I've been seeing teasers for this hit Korean musical on the subway monitors since I got here three weeks ago, and have wondered idly if I should try to see it. One thing that makes it interesting is that the play, which spawned a sequel, is not a translation of a Western play but an original Korean work. But then something occurred to me: there are no Caucasian actors in it. Holmes and all the other, supposedly English characters are being played by Koreans.
This does not in fact bother me. But it brought back memories of controversies in American theater and movies over the casting of Caucasian actors to play Asian characters. I have mixed feelings about these controversies. In the case of Miss Saigon, there were objections to the way Asian characters were depicted, but in that case wouldn't it be better to have them played by whites rather than have Asian actors sully their principles by playing racist depictions of Their People? These complaints just confused the issue. There were ample absurdities from the show's defenders, of course, such as the claim that there just weren't enough good Asian (or Asian-American or Asian-British) actors to play the parts. (Something like that was a rationalization for the use of boy actors to play female characters in Shakespeare's day.) I think that excuse is not likely to fly anymore (though some still try, like the producers of the TV movie Earthsea), as more and more actors of Asian descent have found work in American media.
But there's something more going in these objections, I think: a deep-rooted literalism that demands that the theater and movies, far from being the Kingdom of Fantasy we hear so much about, must be realistic. This may carry more weight in film, where the camera gets right up in the actor's face, and the kind of "facial prostheses" used in Miss Saigon won't convince. Though we still get a Caucasian actress playing a probably "Asian" character in The Hunger Games by darkening her hair and hoping for the best. And there's also the question in a world full of multiracial people (who tend to make racists of all colors uncomfortable) of who's white and who's not. There were people who complained that the hero of The Matrix was played by a white actor while characters of color were delegated to supporting roles, and who had to be reminded that Keanu Reeves has Native Hawaiian, Chinese, English, Irish, and Portuguese ancestry.

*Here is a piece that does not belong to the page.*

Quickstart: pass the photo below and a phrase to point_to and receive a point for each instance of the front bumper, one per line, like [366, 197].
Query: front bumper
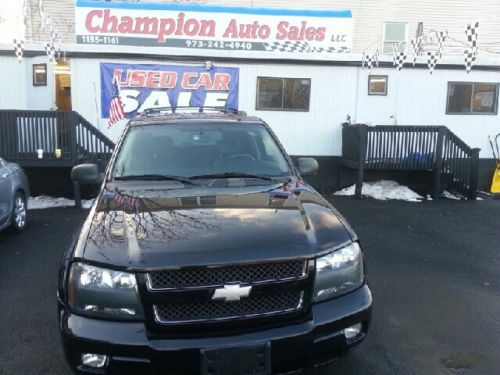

Another even more literal form of this literalism was the reaction to a Coke commercial made for the Superbowl, in which the song "America the Beautiful" was sung by people in a variety of languages. Although this song has no official status -- it's not the national anthem or anything, though apparently many believe it is -- many people felt that it was somehow defiled by being sung in languages other than English. (That it was defiled by being used in a Coke commercial during a commercial sports event seems not have entered their tiny heads.) One could point also to racist hysteria over the national anthem's being sung, again at a sports event but in English, by a young native-born American citizen of Mexican descent. It's hard to detach the gut-level racism in such reactions from considerations of power and "representation" in media, but I believe that gut-level response is almost always a factor.
On stage, though, it's a different matter. You can mix up the "races" quite nicely, and you can have divas of sub-Saharan descent playing ancient Egyptian (which is to say, supra-Saharan) royalty. You can have men playing women and women playing men, straights playing gays and vice versa, for all sorts of reasons. If a play is racist, it would better to argue that no one should act in it than to demand that parity requires that only an Asian actor should play a racist caricature of a "half-caste."
Me, I'm delighted to see Koreans engaged in the kind of cultural appropriation that gave us Sherlock and Sherlock 2, with Korean actors playing Victorian Brits. But those who object to whites playing Asian characters should take notice, and come up with some reasons why this doesn't bother them.